Harry paused and looked over at Teddy.

"I know it's hard," he went on, quiet again. "And unfortunately it's harder for you because you're the first, and none of us really know what to say."

Teddy sank to the grass and pulled one knee up to his chin. "I just… there's so much stuff I didn't know and I don't understand it all…."

Harry folded himself down opposite him. "Alright, let's try to sort it out, then. What's the biggest thing on your mind?"

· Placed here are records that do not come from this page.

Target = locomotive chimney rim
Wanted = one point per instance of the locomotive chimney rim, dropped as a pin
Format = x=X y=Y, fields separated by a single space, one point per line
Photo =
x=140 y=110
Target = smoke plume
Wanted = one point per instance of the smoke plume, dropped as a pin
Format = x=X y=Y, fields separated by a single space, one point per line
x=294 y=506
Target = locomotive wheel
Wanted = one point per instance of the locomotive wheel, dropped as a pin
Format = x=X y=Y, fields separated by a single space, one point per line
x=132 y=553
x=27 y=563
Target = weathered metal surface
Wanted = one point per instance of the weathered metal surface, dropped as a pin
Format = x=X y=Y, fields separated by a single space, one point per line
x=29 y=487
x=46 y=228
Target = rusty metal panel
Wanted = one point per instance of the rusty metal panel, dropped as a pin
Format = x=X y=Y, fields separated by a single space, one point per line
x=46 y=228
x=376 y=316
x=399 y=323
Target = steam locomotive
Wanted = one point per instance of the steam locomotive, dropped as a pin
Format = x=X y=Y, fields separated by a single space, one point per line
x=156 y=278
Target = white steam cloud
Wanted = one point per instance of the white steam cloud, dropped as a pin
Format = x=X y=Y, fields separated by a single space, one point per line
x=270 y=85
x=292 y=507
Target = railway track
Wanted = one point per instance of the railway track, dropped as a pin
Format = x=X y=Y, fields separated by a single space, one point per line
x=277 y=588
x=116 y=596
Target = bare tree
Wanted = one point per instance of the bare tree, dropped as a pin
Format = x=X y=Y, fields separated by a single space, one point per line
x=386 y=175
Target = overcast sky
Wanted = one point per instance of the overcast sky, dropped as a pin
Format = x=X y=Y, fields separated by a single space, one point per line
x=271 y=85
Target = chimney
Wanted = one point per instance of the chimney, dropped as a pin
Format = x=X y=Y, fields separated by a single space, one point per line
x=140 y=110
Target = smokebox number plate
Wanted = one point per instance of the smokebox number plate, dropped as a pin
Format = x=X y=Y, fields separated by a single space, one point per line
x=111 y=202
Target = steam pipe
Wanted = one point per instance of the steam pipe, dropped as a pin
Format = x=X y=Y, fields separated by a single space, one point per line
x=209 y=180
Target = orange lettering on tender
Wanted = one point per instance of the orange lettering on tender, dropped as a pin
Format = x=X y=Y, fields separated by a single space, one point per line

Teddy chewed his lip. "You don't still think like that, do you?" he asked, a small crack in his voice. "I mean, Ron and Hermione told me – they told me you tried to get yourself killed, to sacrifice yourself for all of them. You're an Auror, you still run head-long into danger every day. You don't still – still –"

"No, of course not," Harry said emphatically. "I told you, I never wanted to die, but Teddy, I was seventeen and going up against the most powerful dark wizard in a century with no clue what I was doing. I wasn't trained for what I was doing, people were dying all around me, I'd only escaped on luck more than once. And there was a prophecy –"

"Yeah, you mentioned it in Neville's letter," Teddy remembered, coloring a bit at the admission (although Harry had known before) that he'd pried into that particular letter which had nothing to do with him at all and whose recipient happened to be his teacher.

"Yeah, well, that prophecy as good as told me that if I couldn't bring Voldemort down, he would bring me down," Harry went on. "Maybe it seems like he didn't have a chance now, but back then, he had the upper hand. There was a very real possibility we weren't going to make it, and I was just putting things in order in case."

"But you did give yourself up," Teddy pressed. "You did try to die!"

Harry rubbed his forehead, unconsciously pushing a thumb over his scar. "That last night… Teddy, I wasn't just giving myself up because I thought he'd leave everyone else alone or because I didn't see any other way out. I had to do it. It's hard to explain, but when he tried to kill me the first time, things happened that not even Dumbledore fully understood. He wasn't exactly magically stable and what my mother did was ancient and powerful magic that's unpredictable. Essentially, we were connected and he couldn't die as long as I was still alive. I didn't find out until halfway through the battle that we couldn't win unless I turned myself in. That's why I did it. It was one of the hardest things I've ever done, I promise you that, Ted. Even after expecting not to survive for years, I didn't think I'd have to actually, consciously walk to my death, and it took everything I had to do it. Does that make you feel any better?"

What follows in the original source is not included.